Um de nós enterrará o outro. Ou eu a ti ou tu a mim. E nesse enterro estará só um, o que morreu. O vazio da ausência da despedida já cá está e ainda estamos ambos vivos, sem estar. Pela altura do enterro, que tempero terá o vazio? Quando um de nós estiver jazido, não fará, esta circunstância, diferença alguma na vida do outro, a não ser, porventura, a estranha sensação de fim ou a constatação de que tudo continua em suspenso – uma infindável história cujo interregno não se materializou num fim que se entendesse.
A morte nem vai ser bem morte, já não estamos na vida um do outro há tempo que baste para que sepultura alguma altere qualquer rotina em particular. Ainda assim, vai soar tudo a estranho. A morte acentuará o que ficou em aberto. Oh, pois bem, as sombras das dúvidas, sim, sim. Não é, para mim, isto grande novidade, o que faz a ausência de conversas ou confrontos nos oportunos momentos, mas não mudará nunca um Homem toda a maré, e já não tenho saliva que valha a pena gastar para revelar o que sempre me pareceu claro.

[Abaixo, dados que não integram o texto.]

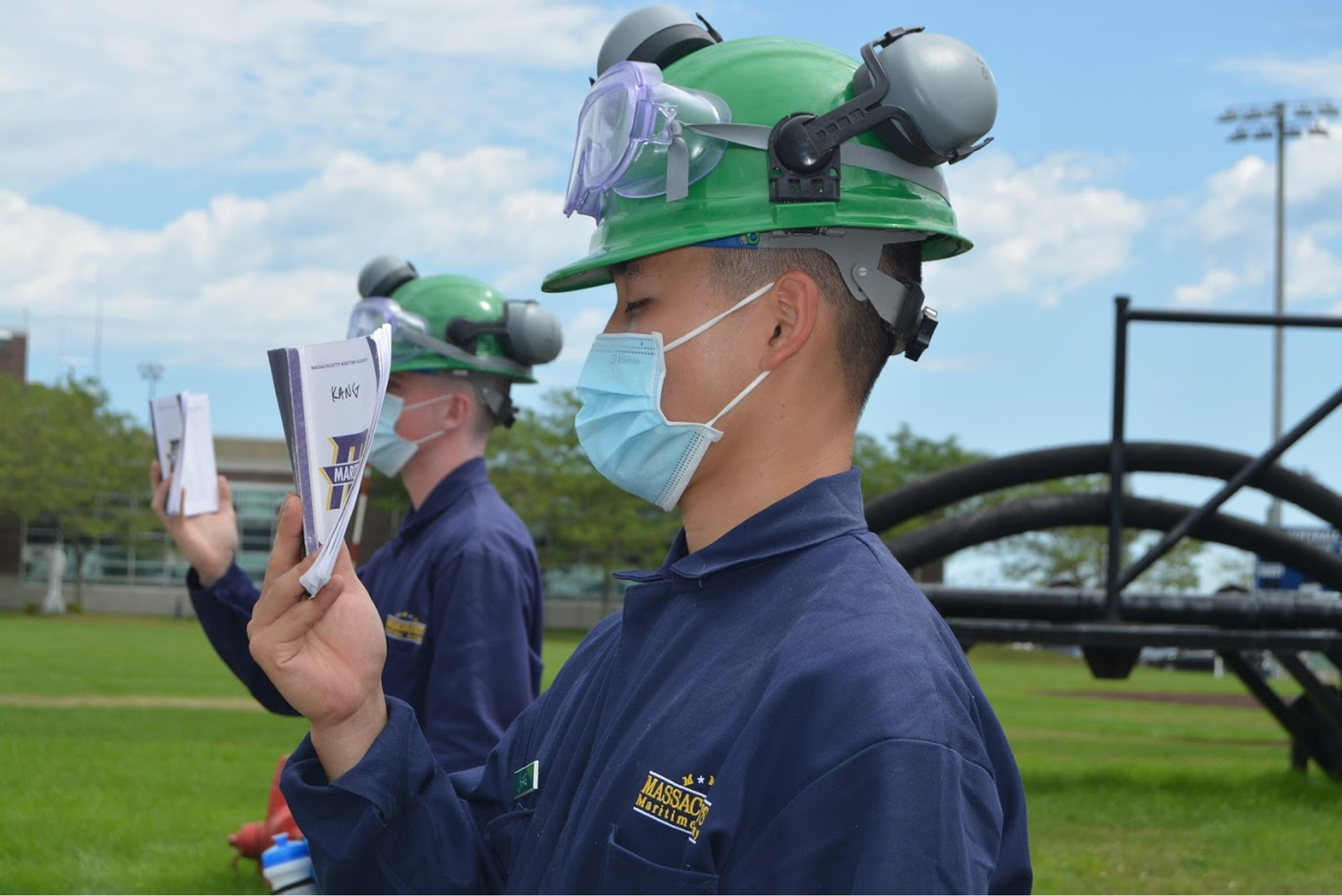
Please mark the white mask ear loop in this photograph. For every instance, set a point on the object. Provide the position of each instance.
(737, 400)
(711, 321)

Nem sei se já te inteiraste de que estava certa: só se consegue arrancar de dentro o que nunca lá esteve. O fugaz é amante da amnésia. O resto, o que crava, é um mundo muito particular. Um fantasma que existe porque engoliu o resto enquanto esteve. Deixa de existir areia, música, flores, vento, sol, sem a memória de que há alguém que pisa os grãos com um fascínio delicioso, cujo corpo engole as melodias, onde a beleza faz inveja às flores e o vento só o é porque lhe levanta o cabelo de madeixas de vida e deixa a descoberto uma insanidade lúcida. O sol são dois olhos brilhantes num rosto que não se apaga da memória porque, quando nos olhou, desmembrou tudo em nós.
A realidade continua a ser o que sempre foi, mas nem sempre se é vida arrebatadora dentro da realidade.
Um de nós enterrará o outro, de longe. Não equaciono sequer que exista a desfaçatez, por parte de quem não me conseguiu encarar em vida, de comparecer a tal momento. Não me preocupa isto, na verdade. A acontecer, será lamentável e isso não é problema que a mim me aflija agora, enquanto tenho possibilidade de me afligir, afinal quem estará no sítio certo é o meu cadáver. Estou em honra, mesmo morta, tal qual se pede. Os vivos que se entendam como bem quiserem, mas todos saberão em que circunstâncias me arregalariam os olhos.
Esta conversa não é que tenha interesse, mas ocorreu-me hoje: quando me enterrares, de longe, e o teu dia permanecer igual, mas já sem as bengalas de ilusão de proximidade de fotografias que vão dando conta da passagem do tempo, qual será a conclusão?
É que amanhã também se enterram corpos.